The prosecutor is the highest-paid public employee in 10 Southwest Virginia counties, according to salary data compiled by the Herald Courier. Bristol Virginia Commonwealth’s Attorney Jerry Wolfe was his city’s third-highest paid employee with a salary of $105,087.
Ronald Elkins serves as the commonwealth’s attorney for both the city of Norton and Wise County and earned $122,622 last year – second highest in the region behind Tazewell County Commonwealth’s Attorney Dennis H. Lee, at $125,184.
The remaining constitutional officers – clerk of circuit court, commissioner of revenue, treasurer and sheriff – were among the top five highest-paid public employees in every Southwest Virginia city and county except Bristol, which had 10 employees who earned more than $80,000 last year – seven of whom worked for Bristol Virginia Utilities.
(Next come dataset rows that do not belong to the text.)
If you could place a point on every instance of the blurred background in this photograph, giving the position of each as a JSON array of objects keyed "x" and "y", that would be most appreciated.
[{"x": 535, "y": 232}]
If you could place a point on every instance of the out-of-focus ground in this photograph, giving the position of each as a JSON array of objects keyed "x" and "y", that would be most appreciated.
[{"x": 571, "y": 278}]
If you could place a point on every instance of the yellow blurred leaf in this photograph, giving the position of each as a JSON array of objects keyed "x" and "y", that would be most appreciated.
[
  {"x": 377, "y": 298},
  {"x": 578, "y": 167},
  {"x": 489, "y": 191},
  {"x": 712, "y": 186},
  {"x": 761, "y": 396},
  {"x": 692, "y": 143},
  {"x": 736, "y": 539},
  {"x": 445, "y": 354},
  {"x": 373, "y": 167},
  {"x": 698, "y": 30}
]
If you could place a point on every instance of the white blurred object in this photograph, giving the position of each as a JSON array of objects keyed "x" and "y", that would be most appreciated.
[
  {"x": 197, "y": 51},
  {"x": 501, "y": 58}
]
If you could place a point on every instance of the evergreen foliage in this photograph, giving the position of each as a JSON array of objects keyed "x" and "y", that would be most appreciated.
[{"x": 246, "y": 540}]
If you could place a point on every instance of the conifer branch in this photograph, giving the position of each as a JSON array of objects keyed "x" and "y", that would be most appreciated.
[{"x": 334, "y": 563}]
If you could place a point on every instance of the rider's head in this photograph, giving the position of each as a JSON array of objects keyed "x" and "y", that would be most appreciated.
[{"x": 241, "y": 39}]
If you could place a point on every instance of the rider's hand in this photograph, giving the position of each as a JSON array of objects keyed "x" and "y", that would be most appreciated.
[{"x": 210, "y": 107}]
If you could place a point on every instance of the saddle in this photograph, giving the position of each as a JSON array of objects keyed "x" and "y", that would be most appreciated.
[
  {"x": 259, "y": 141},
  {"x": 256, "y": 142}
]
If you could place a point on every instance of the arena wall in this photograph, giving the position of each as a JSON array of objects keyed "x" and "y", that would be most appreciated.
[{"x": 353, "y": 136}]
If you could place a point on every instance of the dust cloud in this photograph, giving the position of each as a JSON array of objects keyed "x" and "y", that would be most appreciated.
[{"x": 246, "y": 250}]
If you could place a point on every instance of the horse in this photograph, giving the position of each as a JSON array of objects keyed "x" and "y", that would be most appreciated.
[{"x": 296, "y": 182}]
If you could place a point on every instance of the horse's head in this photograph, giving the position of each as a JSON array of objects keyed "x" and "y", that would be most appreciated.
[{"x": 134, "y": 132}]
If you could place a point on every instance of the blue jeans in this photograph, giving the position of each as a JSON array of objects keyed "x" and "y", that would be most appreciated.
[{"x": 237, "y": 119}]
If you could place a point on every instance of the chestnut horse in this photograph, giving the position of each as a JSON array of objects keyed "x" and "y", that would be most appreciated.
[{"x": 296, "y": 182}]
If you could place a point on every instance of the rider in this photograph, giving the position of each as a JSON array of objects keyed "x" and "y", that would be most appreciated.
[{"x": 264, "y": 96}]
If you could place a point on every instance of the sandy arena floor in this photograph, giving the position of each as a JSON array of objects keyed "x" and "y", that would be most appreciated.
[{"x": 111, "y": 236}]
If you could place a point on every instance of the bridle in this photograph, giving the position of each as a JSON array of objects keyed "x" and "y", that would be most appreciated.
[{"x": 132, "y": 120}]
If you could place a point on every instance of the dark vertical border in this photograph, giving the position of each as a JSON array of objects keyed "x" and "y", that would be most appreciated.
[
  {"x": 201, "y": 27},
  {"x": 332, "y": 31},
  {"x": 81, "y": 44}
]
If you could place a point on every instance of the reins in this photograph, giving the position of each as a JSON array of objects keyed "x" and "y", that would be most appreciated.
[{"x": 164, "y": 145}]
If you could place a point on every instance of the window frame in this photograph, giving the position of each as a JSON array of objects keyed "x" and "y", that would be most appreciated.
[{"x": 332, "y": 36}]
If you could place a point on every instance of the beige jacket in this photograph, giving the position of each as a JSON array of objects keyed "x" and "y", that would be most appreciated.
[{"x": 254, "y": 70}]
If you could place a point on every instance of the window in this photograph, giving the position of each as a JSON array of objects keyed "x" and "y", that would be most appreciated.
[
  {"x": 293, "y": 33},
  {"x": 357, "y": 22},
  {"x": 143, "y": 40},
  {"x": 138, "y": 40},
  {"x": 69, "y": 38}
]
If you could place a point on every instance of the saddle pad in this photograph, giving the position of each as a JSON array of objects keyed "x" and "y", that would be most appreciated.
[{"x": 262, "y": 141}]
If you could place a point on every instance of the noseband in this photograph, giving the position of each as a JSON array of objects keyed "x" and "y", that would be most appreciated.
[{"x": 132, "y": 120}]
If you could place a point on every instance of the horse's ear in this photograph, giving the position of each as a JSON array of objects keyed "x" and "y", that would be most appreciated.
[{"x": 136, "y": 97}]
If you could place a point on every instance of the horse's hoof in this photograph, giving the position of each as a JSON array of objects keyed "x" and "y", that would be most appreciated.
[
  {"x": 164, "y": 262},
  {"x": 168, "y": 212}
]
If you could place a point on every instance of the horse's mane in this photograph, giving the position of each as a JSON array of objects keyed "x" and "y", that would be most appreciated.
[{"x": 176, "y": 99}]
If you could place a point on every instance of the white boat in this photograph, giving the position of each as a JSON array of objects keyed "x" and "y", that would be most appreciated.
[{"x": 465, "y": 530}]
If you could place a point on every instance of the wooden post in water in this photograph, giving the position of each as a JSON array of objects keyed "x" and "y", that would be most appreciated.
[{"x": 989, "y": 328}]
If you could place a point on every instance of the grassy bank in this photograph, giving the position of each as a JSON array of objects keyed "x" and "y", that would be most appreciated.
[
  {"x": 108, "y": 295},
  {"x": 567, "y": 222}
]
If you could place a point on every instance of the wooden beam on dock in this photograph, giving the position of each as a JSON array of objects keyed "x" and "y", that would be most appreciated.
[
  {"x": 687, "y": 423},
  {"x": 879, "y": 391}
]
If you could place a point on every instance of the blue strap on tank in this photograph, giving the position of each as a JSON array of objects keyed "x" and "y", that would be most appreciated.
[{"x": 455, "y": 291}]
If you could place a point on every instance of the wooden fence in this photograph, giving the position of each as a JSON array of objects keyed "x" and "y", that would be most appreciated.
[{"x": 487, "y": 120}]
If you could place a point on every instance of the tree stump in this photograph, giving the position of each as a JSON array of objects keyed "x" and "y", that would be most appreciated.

Local governments pay these salaries along with other expenses incurred by the office – such as the salaries for assistant commonwealth’s attorneys and deputy sheriffs – and are reimbursed by the Virginia Compensation Board.
“[Constitutional officers] are sort of independent officials,” said Robyn deSocio, the Compensation Board’s executive secretary. “They do not report to a county administrator or board of supervisors, but they do rely on these people for their funding.”
DeSocio said the Virginia General Assembly establishes a base pay rate for constitutional officers each year when it drafts the state’s budget. Local governments are free to pay these elected officials more if they choose, but are only reimbursed for the base salary amount.
She said base salaries apply to every constitutional officer in the state and depend solely on the locality’s population along with the individual’s job duties and qualifications.
The salaries do not take into consideration a community’s cost of living, or as deSocio put it, “we have no Northern Virginia differential.”
This means Buchanan County – which had a median family income of $27,328, according to the U.S. Census – receives the same amount of money from the state to pay its commonwealth’s attorney as the city of Fairfax, which had a median family income of $78,921 and a similar population in 2000.
Another thing to be taken into consideration when looking at Neo’s $109,385 salary is that she is giving up her Richlands-based private practice specializing in criminal law.
“I’m very happy with the salary,” Neo said politely, adding that she will not lose “millions of dollars” when she starts her new job.